I lost weight on Exchanges. Very quickly. I was bored silly after eighteen weeks, though, and stopped going to classes. I gained three stone in six weeks. 


I lost weight with Discover. More than once. I always got bored after about eighteen weeks, once the weight started to plateau, and gave up.


This time around, I started on Discover and never got bored with it. Somehow it just finally clicked, and I was doing very well indeed with it. I lost three and a half stone on Discover; I was very pleased with that indeed.

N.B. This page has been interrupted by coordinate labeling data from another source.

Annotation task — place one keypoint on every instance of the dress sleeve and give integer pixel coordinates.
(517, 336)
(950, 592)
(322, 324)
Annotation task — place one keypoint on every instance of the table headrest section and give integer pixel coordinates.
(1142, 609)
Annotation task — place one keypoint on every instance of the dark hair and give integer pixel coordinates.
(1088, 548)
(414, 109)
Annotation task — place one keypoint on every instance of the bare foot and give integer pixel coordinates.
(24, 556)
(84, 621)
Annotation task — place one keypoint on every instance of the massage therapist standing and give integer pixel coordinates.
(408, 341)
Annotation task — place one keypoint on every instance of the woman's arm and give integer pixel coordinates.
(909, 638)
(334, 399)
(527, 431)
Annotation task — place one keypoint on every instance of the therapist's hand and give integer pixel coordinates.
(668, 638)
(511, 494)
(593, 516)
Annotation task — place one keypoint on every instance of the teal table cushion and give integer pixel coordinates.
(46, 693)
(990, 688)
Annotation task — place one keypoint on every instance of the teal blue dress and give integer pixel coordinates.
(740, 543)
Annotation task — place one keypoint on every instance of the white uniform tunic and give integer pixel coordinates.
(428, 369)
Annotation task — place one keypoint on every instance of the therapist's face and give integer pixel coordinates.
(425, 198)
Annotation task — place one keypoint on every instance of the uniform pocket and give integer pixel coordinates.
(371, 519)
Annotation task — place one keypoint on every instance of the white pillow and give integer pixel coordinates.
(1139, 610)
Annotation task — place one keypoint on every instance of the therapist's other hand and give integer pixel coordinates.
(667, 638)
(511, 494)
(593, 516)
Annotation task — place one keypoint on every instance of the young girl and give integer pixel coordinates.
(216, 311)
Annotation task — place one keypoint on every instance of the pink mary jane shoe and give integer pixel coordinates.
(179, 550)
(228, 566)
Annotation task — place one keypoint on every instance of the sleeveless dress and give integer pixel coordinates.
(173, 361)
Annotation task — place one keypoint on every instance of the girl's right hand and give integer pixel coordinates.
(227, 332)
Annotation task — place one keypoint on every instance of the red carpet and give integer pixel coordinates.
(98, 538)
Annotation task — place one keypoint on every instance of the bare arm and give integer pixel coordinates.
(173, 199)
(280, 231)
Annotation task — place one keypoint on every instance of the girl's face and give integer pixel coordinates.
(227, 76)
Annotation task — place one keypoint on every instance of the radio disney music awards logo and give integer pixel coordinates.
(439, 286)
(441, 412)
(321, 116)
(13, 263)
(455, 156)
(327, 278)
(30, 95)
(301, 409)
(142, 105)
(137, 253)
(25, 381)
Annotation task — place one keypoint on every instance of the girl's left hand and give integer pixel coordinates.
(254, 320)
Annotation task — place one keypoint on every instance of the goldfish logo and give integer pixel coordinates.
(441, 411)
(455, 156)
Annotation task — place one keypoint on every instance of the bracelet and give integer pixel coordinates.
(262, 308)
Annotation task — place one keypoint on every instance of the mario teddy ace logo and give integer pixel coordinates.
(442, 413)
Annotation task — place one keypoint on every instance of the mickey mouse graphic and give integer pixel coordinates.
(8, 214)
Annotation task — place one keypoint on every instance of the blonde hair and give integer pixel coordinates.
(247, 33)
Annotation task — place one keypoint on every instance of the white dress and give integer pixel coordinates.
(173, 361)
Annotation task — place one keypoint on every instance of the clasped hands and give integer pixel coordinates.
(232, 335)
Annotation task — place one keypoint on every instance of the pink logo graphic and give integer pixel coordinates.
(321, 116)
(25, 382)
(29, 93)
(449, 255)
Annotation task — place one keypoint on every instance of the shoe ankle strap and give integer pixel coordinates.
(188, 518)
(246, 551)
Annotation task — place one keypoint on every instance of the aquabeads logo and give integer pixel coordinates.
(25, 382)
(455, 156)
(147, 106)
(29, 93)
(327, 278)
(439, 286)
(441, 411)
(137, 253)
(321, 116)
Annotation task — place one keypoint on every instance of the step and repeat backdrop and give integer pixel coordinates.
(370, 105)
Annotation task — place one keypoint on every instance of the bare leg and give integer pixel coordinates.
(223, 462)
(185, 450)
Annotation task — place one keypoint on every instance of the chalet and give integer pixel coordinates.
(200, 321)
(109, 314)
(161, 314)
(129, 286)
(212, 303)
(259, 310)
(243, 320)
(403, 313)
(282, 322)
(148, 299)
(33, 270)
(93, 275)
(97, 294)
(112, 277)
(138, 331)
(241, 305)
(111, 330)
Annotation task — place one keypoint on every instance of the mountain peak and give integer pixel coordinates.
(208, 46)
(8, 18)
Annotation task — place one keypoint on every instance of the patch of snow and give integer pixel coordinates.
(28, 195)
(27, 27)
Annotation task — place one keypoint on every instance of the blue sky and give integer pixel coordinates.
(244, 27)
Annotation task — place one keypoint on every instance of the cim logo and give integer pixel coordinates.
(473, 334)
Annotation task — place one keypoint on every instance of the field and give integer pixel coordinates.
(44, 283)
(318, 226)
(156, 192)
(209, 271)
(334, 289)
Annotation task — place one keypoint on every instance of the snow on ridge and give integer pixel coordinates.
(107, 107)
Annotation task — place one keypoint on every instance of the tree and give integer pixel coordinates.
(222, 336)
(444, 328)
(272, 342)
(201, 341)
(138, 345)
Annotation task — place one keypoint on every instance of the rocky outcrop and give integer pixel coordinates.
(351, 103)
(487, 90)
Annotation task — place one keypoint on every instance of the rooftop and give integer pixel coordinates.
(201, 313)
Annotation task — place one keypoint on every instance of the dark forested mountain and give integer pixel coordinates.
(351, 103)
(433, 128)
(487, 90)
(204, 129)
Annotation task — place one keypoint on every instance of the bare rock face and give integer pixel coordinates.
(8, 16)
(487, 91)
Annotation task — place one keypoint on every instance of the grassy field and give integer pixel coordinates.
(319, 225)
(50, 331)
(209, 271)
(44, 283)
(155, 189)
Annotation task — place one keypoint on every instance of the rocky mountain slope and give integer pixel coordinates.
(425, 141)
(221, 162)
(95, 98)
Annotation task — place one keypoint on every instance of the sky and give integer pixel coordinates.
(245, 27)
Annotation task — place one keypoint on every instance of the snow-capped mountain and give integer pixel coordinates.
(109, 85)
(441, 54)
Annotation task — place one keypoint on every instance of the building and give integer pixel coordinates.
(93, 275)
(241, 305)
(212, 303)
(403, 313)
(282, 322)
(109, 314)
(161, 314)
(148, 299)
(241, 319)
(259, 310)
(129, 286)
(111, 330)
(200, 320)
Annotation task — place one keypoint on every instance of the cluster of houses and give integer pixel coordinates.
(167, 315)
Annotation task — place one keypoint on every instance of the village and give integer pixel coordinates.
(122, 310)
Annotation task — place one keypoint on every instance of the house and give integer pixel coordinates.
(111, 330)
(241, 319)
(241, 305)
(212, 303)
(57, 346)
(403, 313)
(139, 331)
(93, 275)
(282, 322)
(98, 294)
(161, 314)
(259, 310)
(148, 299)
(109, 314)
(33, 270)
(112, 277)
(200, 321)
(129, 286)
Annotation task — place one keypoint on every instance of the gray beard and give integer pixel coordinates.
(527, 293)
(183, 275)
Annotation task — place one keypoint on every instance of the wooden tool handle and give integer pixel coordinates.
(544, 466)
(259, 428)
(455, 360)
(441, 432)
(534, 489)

Since ProPoints came in nine weeks ago, I've lost another eleven pounds. I had my first really extended plateau and didn't get below the weight I was the first Saturday in December until the first week in January. I lost six and a quarter pounds, gained a pound and three quarters, lost half a pound, gained three quarters of a pound, lost a quarter pound, stayed the same, lost half a pound. Then finally, three and a quarter pounds came off in a week. Three quarters of a pound last week. I'm hopeful that I will lose again this week. Two pounds to go to the half way point, and this year I want to get to goal. I'd really like to have lost six stone by my one year anniversary, I've just under 20 pounds to go and four months in which to do it. That's only five pounds a month! I haven't weighed fourteen stone since I was about 21 or so.


A nyway, the evidence is there, to my mind, to show that ProPoints works. It works for me, anyway, and all that I am doing is following the plan guidelines and using my common sense. It may work for you, too.